Stockport’s Director of Public Health has called for residents to continue to be cautious as lockdown restrictions begin to be eased from 8th March.
While welcoming the indications that we can begin interacting once more with friends and family, Jennifer Connolly urged residents to mindful that Covid-19 continues to circulate in the borough, and not to view the easing of some restrictions as a ‘free for all.’ The fall in coronavirus infection rates across Northern England has slow in recent weeks, reinforcing the need for continued social distancing and the use of masks and good ventilation indoors to continue to keep the virus at bay as the vaccine rollout progresses.
In her weekly statement on the coronavirus in the borough, she commented:
I’m sure that by now many of you will have seen the headlines about the Government’s roadmap out of lockdown. It is great to hear some indication of when restrictions will be eased and when our family, leisure and work life may start to open up again. Further information on the roadmap can be found here. Please do remember though that these are the earliest possible dates that things may take place and are dependent on the data rather than being set in stone.
Coronavirus is still very much circulating in Stockport and while rates are falling gradually, the decline is starting to plateau. Rates are now at *181.3 per 100,000 and we are also seeing around *76 new cases each day. The latest published data can be found on the GOV website.
The UK strain is 50-70% more infectious than previously and is now estimated to account for around 98% of cases in Stockport. As this variant is more readily spread, we must be even more strict about the actions we know work to stop the spread.
Across much of the north, rates are declining at a slower pace than other parts of the country and so we need to be extremely vigilant about the measures that remain and will remain in place for a fair while yet. We are still under lockdown restrictions so you must stay at home apart from for essential shopping and exercise. We must also continue to work from home if able.
Every time the virus has an opportunity to mutate it will do, so there is still the chance of more variants emerging. The best way to limit the development and spread of new variants is to reduce the number of new infections. We must still take actions that stop the virus transmitting in order to protect ourselves and each other.
So even once restrictions are eased and we can meet another person socially or for exercise outdoors from 8 March and six people or two households can meet outdoors from 29 March, we must not see it as a free for all. We must still be mindful about keeping up measures for helping to stem the spread of Coronavirus– the importance of keeping socially distanced (two metres), hand washing and wearing face coverings. Do not enter enclosed spaces without a mask (unless exempt). Stay in well ventilated places – if you’re inside this means having the windows open for at least 15/20 minute every hour. This will all help to keep you and others safe. Further information on reducing the risk of transmission can be found here.
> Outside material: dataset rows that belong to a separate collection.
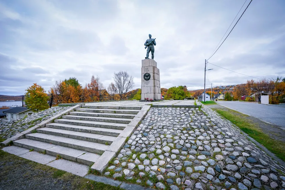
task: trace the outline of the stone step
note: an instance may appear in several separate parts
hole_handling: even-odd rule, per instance
[[[122,130],[119,129],[87,127],[54,123],[47,124],[46,125],[46,127],[55,129],[64,129],[73,131],[89,132],[114,137],[117,137],[123,131]]]
[[[82,116],[78,115],[63,115],[62,118],[68,119],[76,119],[77,120],[92,121],[101,121],[101,122],[109,122],[120,123],[128,124],[132,121],[132,119],[124,119],[120,118],[113,118],[112,117],[93,117],[92,116]]]
[[[25,136],[26,139],[99,154],[103,154],[110,146],[101,143],[38,132],[26,135]]]
[[[82,105],[83,108],[98,108],[106,109],[140,110],[143,105]]]
[[[80,115],[83,116],[92,117],[103,117],[113,118],[123,118],[126,119],[133,119],[136,116],[135,114],[123,114],[108,113],[93,113],[83,112],[69,112],[70,115]]]
[[[37,131],[38,132],[48,135],[52,135],[102,144],[105,144],[107,143],[109,144],[111,144],[116,138],[115,137],[104,135],[73,131],[48,127],[38,129],[37,130]]]
[[[119,109],[104,109],[96,108],[79,108],[76,109],[76,112],[95,112],[124,114],[136,114],[140,111],[138,110],[125,110]]]
[[[83,120],[76,120],[75,119],[59,119],[54,120],[54,123],[69,124],[76,125],[80,125],[82,126],[93,127],[101,127],[102,128],[120,129],[123,130],[128,126],[127,124],[109,122],[101,121],[86,121]]]
[[[18,146],[29,150],[33,149],[35,151],[45,153],[47,155],[54,156],[59,155],[64,159],[87,165],[92,164],[101,156],[86,151],[28,139],[17,140],[13,143]]]

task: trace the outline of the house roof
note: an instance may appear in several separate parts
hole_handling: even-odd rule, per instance
[[[203,92],[203,93],[202,93],[202,94],[201,94],[201,95],[200,95],[200,96],[203,96],[203,94],[204,94],[204,92]],[[207,95],[208,95],[208,96],[210,96],[210,95],[209,95],[209,94],[208,94],[207,93],[206,93],[206,94],[207,94]],[[198,96],[198,97],[199,97],[199,96]]]
[[[215,98],[218,98],[218,97],[220,95],[222,95],[222,94],[215,94]]]
[[[9,108],[10,109],[10,108]],[[9,109],[3,109],[1,110],[0,110],[0,116],[2,116],[3,115],[6,115],[6,114],[4,114],[3,113],[3,112],[5,112],[6,110],[8,110]]]
[[[5,111],[5,113],[11,113],[13,114],[17,114],[28,109],[30,110],[30,109],[28,109],[28,108],[25,107],[15,107],[8,109]]]

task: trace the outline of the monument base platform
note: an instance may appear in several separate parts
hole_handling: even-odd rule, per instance
[[[145,98],[153,100],[161,99],[159,69],[157,66],[157,63],[152,59],[142,60],[141,100],[144,101]],[[148,74],[146,76],[146,74]]]

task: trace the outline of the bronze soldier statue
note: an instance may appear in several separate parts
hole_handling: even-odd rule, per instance
[[[149,34],[148,36],[149,37],[149,39],[148,39],[145,41],[145,49],[146,49],[147,47],[147,56],[145,57],[145,59],[149,59],[148,58],[149,55],[149,52],[152,52],[152,59],[153,59],[154,57],[154,45],[155,46],[156,45],[156,43],[155,42],[155,39],[156,38],[153,39],[152,38],[152,35],[151,34]]]

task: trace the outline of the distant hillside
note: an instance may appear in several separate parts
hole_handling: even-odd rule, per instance
[[[22,95],[20,96],[6,96],[0,95],[0,102],[4,102],[7,100],[21,101]]]
[[[131,100],[133,99],[134,96],[138,92],[138,91],[139,88],[138,88],[135,90],[133,90],[131,91],[128,92],[126,94],[126,99],[128,100]]]

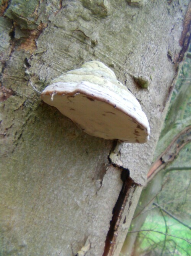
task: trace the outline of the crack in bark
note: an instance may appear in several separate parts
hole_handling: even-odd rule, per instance
[[[129,172],[128,169],[121,167],[113,165],[116,168],[122,170],[121,178],[123,182],[121,190],[118,199],[113,210],[113,216],[110,222],[110,227],[108,231],[105,243],[105,247],[103,256],[112,256],[115,252],[116,243],[119,228],[121,223],[122,215],[129,199],[130,188],[137,184],[129,177]],[[129,202],[129,207],[131,205]],[[126,216],[125,217],[125,219]],[[123,221],[123,223],[124,220]]]

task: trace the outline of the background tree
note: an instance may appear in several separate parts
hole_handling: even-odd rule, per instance
[[[118,255],[188,46],[189,2],[1,1],[1,254]],[[91,60],[138,99],[148,143],[88,135],[31,86]]]
[[[149,172],[149,182],[142,191],[135,211],[131,227],[132,233],[128,234],[122,250],[125,255],[145,255],[145,255],[148,252],[149,255],[189,255],[190,242],[185,240],[190,239],[191,228],[189,226],[191,144],[188,144],[191,132],[191,60],[187,58],[175,87],[156,149],[157,159]],[[152,219],[153,225],[149,232]],[[174,220],[175,223],[172,224]],[[176,227],[176,224],[178,223]],[[166,233],[166,236],[154,233],[162,226],[162,232],[165,235]],[[142,230],[147,231],[144,234],[135,232]],[[155,236],[158,238],[154,239]]]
We really want to see rates get to as low a level as possible, and we need to keep up these measures, whilst the vaccine rollout continues.
Our vaccination rollout continues to progress really well and we’ve vaccinated more than 90,000 people in Stockport. Having met the government target for offering all over 70s their first dose of vaccine by 15 February, we are now calling Cohorts 5-6 – all those 65 years of age and over and all individuals aged 16 years to 64 years with underlying health conditions which put them at higher risk of serious disease and mortality. If you fall within one of the existing priority groups, you will receive an invite from the NHS for your vaccination; there is no need to ring your doctor as you will be contacted. We know that people will have questions about the vaccines that are currently available and this FAQ has been prepared to help to answer these queries here.
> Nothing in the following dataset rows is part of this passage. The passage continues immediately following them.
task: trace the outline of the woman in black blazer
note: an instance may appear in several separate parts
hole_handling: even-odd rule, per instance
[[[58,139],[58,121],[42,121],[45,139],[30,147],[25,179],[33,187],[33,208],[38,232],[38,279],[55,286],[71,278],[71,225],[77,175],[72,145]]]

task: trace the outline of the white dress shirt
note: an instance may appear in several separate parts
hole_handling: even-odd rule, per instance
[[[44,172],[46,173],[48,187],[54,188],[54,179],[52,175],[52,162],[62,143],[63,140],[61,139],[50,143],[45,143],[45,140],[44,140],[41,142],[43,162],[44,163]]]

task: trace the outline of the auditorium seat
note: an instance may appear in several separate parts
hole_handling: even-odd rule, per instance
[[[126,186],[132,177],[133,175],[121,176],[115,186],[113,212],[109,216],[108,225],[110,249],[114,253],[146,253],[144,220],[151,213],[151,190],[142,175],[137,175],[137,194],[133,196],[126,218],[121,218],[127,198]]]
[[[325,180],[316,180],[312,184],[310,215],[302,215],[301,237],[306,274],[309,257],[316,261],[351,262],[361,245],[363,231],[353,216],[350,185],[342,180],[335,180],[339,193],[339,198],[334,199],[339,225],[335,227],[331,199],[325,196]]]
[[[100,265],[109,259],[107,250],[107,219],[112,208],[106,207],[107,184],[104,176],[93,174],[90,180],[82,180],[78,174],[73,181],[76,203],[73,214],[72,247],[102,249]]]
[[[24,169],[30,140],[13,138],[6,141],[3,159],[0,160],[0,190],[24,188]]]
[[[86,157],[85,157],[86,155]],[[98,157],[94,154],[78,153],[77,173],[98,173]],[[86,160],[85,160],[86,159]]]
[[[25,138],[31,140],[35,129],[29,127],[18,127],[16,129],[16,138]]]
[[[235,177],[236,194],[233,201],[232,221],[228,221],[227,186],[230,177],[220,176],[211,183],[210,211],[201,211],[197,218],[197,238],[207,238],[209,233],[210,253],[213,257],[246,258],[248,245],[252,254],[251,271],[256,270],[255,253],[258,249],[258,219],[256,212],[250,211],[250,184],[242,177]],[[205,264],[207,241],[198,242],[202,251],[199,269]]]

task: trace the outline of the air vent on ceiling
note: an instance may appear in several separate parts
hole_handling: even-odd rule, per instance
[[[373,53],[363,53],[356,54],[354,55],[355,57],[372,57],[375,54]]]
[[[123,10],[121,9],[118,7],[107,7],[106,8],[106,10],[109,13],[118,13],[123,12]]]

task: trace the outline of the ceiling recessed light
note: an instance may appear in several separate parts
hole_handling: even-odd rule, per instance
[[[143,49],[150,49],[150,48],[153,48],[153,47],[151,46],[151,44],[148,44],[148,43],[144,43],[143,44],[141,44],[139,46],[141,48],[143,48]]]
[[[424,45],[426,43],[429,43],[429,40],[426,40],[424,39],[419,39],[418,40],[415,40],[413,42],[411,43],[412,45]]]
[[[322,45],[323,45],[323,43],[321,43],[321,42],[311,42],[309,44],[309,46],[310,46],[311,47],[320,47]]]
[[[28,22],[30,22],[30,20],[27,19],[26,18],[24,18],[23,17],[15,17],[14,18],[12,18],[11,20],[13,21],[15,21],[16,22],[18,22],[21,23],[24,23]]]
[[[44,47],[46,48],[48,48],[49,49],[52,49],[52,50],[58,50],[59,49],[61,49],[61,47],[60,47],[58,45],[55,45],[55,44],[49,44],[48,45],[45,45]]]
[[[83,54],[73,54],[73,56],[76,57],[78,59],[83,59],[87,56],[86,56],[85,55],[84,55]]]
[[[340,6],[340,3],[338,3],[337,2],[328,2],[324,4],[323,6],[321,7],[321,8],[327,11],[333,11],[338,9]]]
We know this can all be tough on your mental health and wellbeing and it’s understandable that we feel anxious, stressed, or lonely sometimes during these unsettling, unprecedented times. So please remember that if you’re finding things difficult right now, we have lots of offers of help and support, so please do reach out. We’ve listed them all here. For further information on how you might look after yourself, please visit our Health and Wellbeing pages or Healthy Stockport.
A key step to breaking the chains of transmission is self-isolating. If you have a new continuous cough, high temperature, or a change or loss of smell/taste – however mild, stay at home and book a test via GOV.UK or by phoning 119. You and your household members must self-isolate while you await your results. If found positive, stay home for 10 days. Household members must stay at home for 10 days. Minimise transmission within your home by staggering use of the bathroom, giving each person their own towel, and keeping kitchens and bathrooms clean.
If told to self-isolate through the NHS Covid 19 app you must follow the instruction.
The council’s Coronavirus helpline and website can be accessed on 0161 217 6046 from Monday – Thursday from 9.00am – 5pm and Friday from 9.00am – 4:30pm. If you’re deaf or have difficulty hearing, you can use our textphone on 07860 022 876. Find out more by visiting our helpline page.
*This is the latest figure for Stockport validated on 26.2.21.